Islington Guided Walks host a variety of free Health and History walks in the borough’s parks. Oonagh Gay is leading the next one on Sunday 20 November in Wray Crescent Park. Here Oonagh explains how three of Islington’s small parks came to be.
There are several small parks in North Islington, in contrast to the large parks on its boundaries such as Finsbury Park and Waterlow Park. They were created in the post-war period when local authority planners adopted the principles of zoning in the Abercrombie Greater London Plan of 1945. The north of the borough was particularly overcrowded in the 1960s so Islington began to create a series of parks to replace terrace housing that was often in very poor condition.
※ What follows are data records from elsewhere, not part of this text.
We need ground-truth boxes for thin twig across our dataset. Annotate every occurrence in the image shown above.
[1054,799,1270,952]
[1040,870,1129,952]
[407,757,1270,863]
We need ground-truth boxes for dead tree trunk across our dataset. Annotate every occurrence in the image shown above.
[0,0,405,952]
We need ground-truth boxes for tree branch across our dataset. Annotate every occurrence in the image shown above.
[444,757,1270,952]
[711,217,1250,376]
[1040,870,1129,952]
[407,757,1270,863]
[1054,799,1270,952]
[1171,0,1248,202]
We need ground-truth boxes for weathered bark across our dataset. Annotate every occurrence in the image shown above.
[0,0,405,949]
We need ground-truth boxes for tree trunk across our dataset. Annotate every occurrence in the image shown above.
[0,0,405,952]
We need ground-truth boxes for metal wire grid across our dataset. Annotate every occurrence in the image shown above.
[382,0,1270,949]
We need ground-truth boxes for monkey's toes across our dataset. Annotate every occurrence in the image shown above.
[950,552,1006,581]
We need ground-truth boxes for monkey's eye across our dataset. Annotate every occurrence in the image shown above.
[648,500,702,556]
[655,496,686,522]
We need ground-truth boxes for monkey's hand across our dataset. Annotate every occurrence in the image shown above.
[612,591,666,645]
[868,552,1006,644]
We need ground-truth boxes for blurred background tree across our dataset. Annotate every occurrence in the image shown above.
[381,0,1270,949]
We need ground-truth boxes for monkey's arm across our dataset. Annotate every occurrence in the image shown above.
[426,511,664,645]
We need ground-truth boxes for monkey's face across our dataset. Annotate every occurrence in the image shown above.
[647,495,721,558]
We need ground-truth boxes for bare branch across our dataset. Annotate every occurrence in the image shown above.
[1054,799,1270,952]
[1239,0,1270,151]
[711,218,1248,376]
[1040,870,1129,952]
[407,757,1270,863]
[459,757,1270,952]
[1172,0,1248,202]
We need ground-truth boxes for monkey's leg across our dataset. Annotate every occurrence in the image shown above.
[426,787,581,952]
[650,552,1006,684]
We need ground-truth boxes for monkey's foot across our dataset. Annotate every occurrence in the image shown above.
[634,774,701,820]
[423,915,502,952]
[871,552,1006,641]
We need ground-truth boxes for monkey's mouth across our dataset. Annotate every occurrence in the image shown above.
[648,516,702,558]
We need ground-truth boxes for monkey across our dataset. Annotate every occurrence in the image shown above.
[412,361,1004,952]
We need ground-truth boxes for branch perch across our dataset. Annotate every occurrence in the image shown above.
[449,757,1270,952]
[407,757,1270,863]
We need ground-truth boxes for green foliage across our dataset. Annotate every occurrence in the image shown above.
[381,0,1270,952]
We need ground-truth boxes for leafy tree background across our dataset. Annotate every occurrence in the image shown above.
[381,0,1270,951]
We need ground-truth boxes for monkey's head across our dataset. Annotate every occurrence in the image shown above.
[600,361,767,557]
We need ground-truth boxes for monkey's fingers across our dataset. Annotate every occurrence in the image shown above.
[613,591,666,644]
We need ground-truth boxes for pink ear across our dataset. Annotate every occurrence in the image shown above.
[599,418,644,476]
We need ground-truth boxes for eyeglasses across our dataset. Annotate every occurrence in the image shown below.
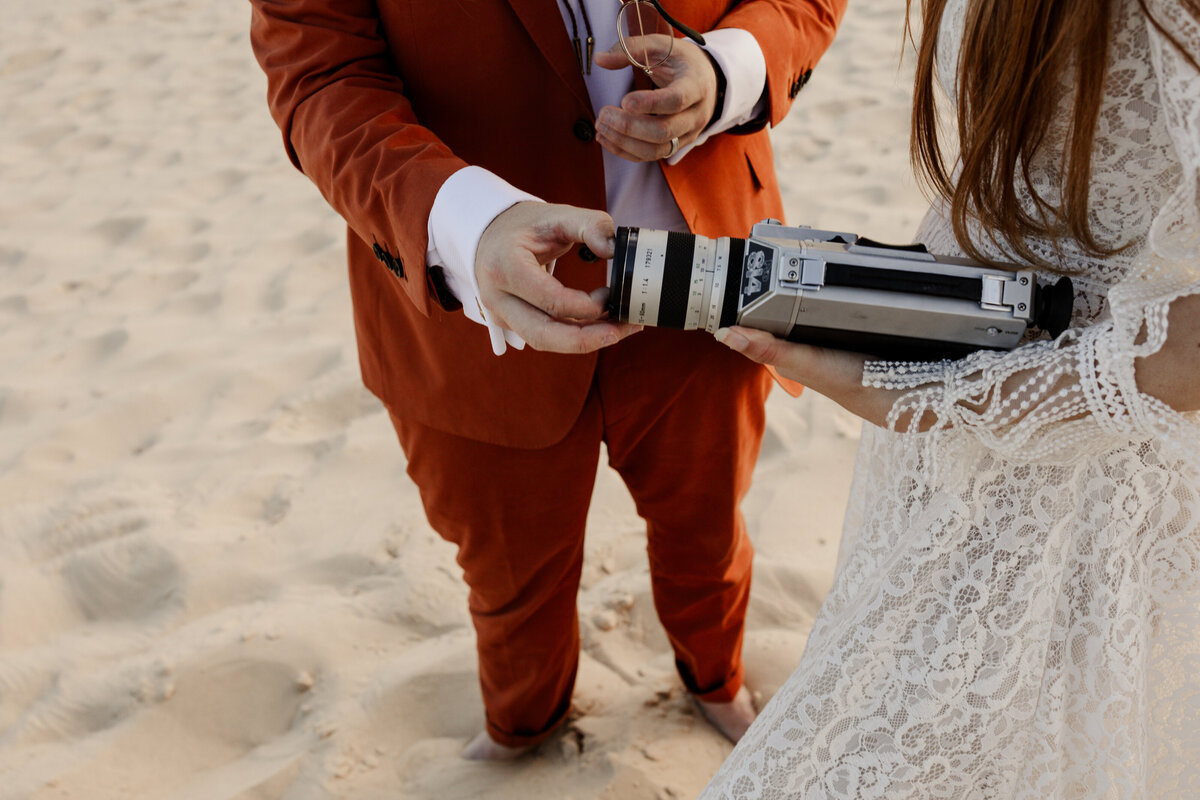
[617,0,704,74]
They weren’t always popular, as residents lost their homes, but today they are small oases for people living in the London borough that has the lowest ratio of open space to built-up area. The largest park wholly in Islington is Highbury Fields at 29.5 acres. Here are three smaller parks to explore by yourself or on an Islington Guided Walk!
Archway, N19 4EG
The name of one of the streets that Whittington Park replaced in the 1970s is still visible in the First World War memorial for Cromwell Road that’s displayed at the park’s entrance on Holloway Road. Named after North Islington’s most famous medieval man, Dick Whittington, the park has a wildlife pond and impressive playgrounds.
23 Hazellville Rd, N19 3NF
This park was created when the Elthorne estate was built in the 1970s off St John’s Way. To this day, the Islington Boxing Club is housed in a prefabricated building left behind by the contractors for the estate. Local residents established Sunnyside Community Gardens next door. Today football charities sponsor courts for local kids and there is a peace garden in the name of Philip Noel Baker. Go and see the ducklings and their duckhouse shown in the picture at the top of the post, built by a Sunnyside volunteer!
Wray Crescent Park
Wray Crescent, N4 3BH
A source for the underground Hackney Brook runs under this park, which is just over 5 acres. Plans to double its size were rejected by local residents in the 1980s. It houses Islington’s only public cricket ground and a community garden named in honour of local resident Yvonne Conolly, the first black female headteacher in the UK.